UnifiedMemoryManager uses the fraction (based on spark.memory.fraction configuration property) of the "usable" memory for the maximum heap memory.

Demo

// local mode with --conf spark.driver.memory=2g
scala> sc.getConf.getSizeAsBytes("spark.driver.memory")
res0: Long = 2147483648

scala> val systemMemory = Runtime.getRuntime.maxMemory

// fixed amount of memory for non-storage, non-execution purposes
// UnifiedMemoryManager.RESERVED_SYSTEM_MEMORY_BYTES
val reservedMemory = 300 * 1024 * 1024

// minimum system memory required
val minSystemMemory = (reservedMemory * 1.5).ceil.toLong

val usableMemory = systemMemory - reservedMemory

val memoryFraction = sc.getConf.getDouble("spark.memory.fraction", 0.6)
scala> val maxMemory = (usableMemory * memoryFraction).toLong
maxMemory: Long = 956615884

import org.apache.spark.network.util.JavaUtils
scala> JavaUtils.byteStringAsMb(maxMemory + "b")
res1: Long = 912

Reserved System Memory

UnifiedMemoryManager considers 300MB (300 * 1024 * 1024 bytes) as a reserved system memory while calculating the maximum heap memory.
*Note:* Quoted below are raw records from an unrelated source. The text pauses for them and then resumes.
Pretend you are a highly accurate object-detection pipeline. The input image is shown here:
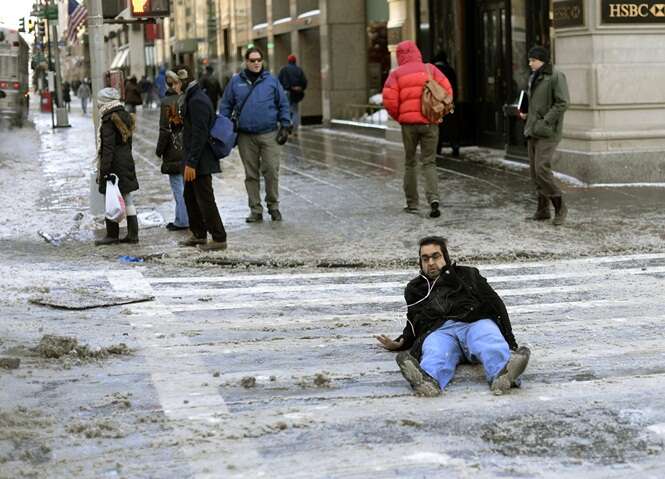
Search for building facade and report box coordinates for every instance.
[388,0,665,183]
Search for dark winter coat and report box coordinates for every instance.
[199,74,222,111]
[397,265,517,360]
[155,90,184,175]
[279,63,307,103]
[182,82,222,175]
[524,63,570,141]
[99,106,139,195]
[220,70,291,134]
[125,80,143,105]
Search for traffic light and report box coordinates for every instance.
[129,0,171,17]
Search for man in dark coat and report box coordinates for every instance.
[95,88,139,246]
[376,236,530,397]
[199,65,222,111]
[176,65,226,251]
[155,70,189,231]
[520,45,570,225]
[279,55,307,129]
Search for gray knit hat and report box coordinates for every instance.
[97,87,120,105]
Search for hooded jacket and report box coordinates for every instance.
[524,63,570,141]
[396,264,517,360]
[220,70,291,135]
[383,40,453,125]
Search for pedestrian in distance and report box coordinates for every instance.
[76,78,92,115]
[200,65,222,111]
[155,70,189,231]
[519,45,570,226]
[376,236,530,397]
[176,65,226,251]
[95,88,139,246]
[383,40,453,218]
[125,76,143,113]
[432,50,460,158]
[62,81,72,111]
[279,54,307,132]
[221,47,291,223]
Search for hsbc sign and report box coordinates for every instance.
[602,0,665,24]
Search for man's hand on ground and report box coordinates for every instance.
[375,334,404,351]
[185,166,196,181]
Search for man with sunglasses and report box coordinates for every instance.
[376,236,530,397]
[221,47,291,223]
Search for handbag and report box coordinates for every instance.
[104,174,127,223]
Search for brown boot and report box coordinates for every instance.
[551,196,568,226]
[527,195,552,221]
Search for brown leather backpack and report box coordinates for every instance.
[420,65,455,124]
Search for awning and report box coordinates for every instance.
[110,48,129,70]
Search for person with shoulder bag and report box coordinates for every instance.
[383,40,453,218]
[519,45,570,226]
[155,70,189,231]
[221,47,291,223]
[95,88,139,246]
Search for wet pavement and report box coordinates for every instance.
[0,99,665,479]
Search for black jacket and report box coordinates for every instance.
[99,106,139,195]
[397,264,517,360]
[182,83,222,175]
[155,89,184,175]
[279,63,307,103]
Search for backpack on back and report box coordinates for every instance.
[420,65,455,124]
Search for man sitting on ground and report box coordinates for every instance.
[376,236,530,397]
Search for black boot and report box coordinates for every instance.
[120,215,139,243]
[527,195,554,221]
[95,220,120,246]
[552,196,568,226]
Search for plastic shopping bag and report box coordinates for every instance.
[105,174,127,223]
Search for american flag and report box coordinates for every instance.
[67,0,88,42]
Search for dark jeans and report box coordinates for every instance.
[183,175,226,242]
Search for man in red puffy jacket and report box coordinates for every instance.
[383,40,453,218]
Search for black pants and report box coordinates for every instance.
[183,175,226,242]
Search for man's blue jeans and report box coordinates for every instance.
[169,175,189,226]
[420,319,510,389]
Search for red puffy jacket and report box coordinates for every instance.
[383,40,453,125]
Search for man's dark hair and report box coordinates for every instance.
[175,64,194,91]
[245,47,263,60]
[418,236,450,265]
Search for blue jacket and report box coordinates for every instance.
[220,70,291,134]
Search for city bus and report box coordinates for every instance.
[0,25,30,126]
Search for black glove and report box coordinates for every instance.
[275,126,289,145]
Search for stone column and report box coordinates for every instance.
[318,0,367,122]
[553,0,665,183]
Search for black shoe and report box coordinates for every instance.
[429,201,441,218]
[551,196,568,226]
[178,235,208,246]
[395,351,441,397]
[268,210,282,221]
[166,223,189,231]
[245,213,263,223]
[120,215,139,244]
[490,346,531,396]
[95,220,120,246]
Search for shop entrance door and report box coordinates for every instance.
[476,1,510,148]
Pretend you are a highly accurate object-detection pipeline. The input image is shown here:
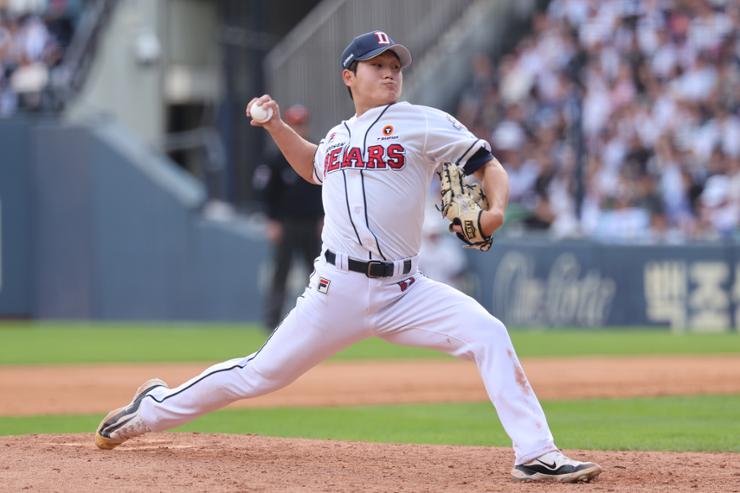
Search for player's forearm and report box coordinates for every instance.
[265,121,317,183]
[475,158,509,235]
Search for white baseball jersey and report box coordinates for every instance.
[314,102,490,260]
[136,103,556,464]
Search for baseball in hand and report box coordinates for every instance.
[249,103,272,123]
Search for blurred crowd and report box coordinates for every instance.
[457,0,740,241]
[0,0,82,117]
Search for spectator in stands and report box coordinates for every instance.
[458,0,740,241]
[0,0,73,117]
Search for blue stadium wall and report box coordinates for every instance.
[0,120,267,321]
[0,120,740,331]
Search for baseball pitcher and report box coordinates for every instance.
[95,31,601,482]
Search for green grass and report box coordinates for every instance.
[0,322,740,365]
[0,396,740,452]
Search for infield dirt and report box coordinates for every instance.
[0,356,740,493]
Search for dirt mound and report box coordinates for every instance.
[0,355,740,416]
[0,433,740,493]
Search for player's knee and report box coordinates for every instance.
[468,314,509,352]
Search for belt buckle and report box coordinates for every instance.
[365,260,384,279]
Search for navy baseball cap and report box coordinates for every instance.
[340,31,411,68]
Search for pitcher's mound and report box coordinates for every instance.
[0,433,740,493]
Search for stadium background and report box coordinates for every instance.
[0,0,740,491]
Acquiring Execution Memory for Task

acquireExecutionMemory(
  numBytes: Long,
  taskAttemptId: Long,
  memoryMode: MemoryMode): Long

acquireExecutionMemory asserts the invariants.

acquireExecutionMemory selects the execution and storage pools, the storage region size and the maximum memory for the given MemoryMode.

MemoryMode ON_HEAP OFF_HEAP
executionPool onHeapExecutionMemoryPool offHeapExecutionMemoryPool
storagePool onHeapStorageMemoryPool offHeapStorageMemoryPool
storageRegionSize onHeapStorageRegionSize offHeapStorageMemory
maxMemory maxHeapMemory maxOffHeapMemory

In the end, acquireExecutionMemory requests the ExecutionMemoryPool to acquire memory of numBytes bytes (with the maybeGrowExecutionPool and the maximum size of execution pool functions).


acquireExecutionMemory is part of the MemoryManager abstraction.

maybeGrowExecutionPool

maybeGrowExecutionPool(
  extraMemoryNeeded: Long): Unit

maybeGrowExecutionPool...FIXME

Maximum Size of Execution Pool

computeMaxExecutionPoolSize(): Long

computeMaxExecutionPoolSize takes the minimum size of the storage memory regions (based on the memory mode, ON_HEAP or OFF_HEAP, respectively):

In the end, computeMaxExecutionPoolSize returns the size of the remaining memory space of the maximum memory (the maxHeapMemory or the maxOffHeapMemory for ON_HEAP or OFF_HEAP memory mode, respectively) without (the minimum size of) the storage memory region.